Charging: The U.S. version of the 2019 Audi e-tron can take a Level 2, 240-volt charge at up to 9.6 kilowatts per hour, or 10 hours to refill a completely empty battery. The e-tron also is equipped to handle Level 3 rapid charging at up to 150 kiloWatts, good for an 80 percent recharge in 30 minutes. Audi has done a deal with Amazon so e-tron buyers can use the online retailing giant to order home installation of a Level 2 charger. It also is providing owners up to 1,000 kiloWatt-hours of power a no cost when recharging at any of the Electrify America network of Level 3 charges that’s being build along the nation’s highways. The free charging is spread out over four years. (For more on charging speeds and levels, check out TheGreenCarGuy’s electric vehicle charging primer.)

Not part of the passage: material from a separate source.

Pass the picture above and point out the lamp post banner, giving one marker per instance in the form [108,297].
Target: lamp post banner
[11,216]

(Electrify America is the nonprofit set up by Audi’s parent, Volkswagen, with $2 billion of the penalty VW paid to settle the federal lawsuit that stemmed from its admission in 2015 that it had used a special “cheat device” to fool emissions tests into thinking VW (and Audi) diesel engines were running a lot cleaner than they actually were.)

Ordering: Audi is taking orders on-line. A fully refundable $1,000 deposit is required and one dealer told us that people who order now might have to wait a year or so to take delivery as Audi ramps up production at its plant in Brussels. The Audi e-tron is a global vehicle, and all models for every country will come out of the same plant. Dealers – in the U.S. at least – won’t be getting models to sit around in showrooms waiting for someone to come buy. Audi will only build an e-tron once the factory has an order in hand.

Deliveries: Start in the second quarter of 2019.

Future Models: A Sportback version of the Audi e-tron will launch later in 2019, with a sporty e-tron GT sedan and an e-tron compact coming in 2020. Audi has promised 10 fully electric models by 2025 – seven of them crossovers – as well as 10 plug-in hybrids.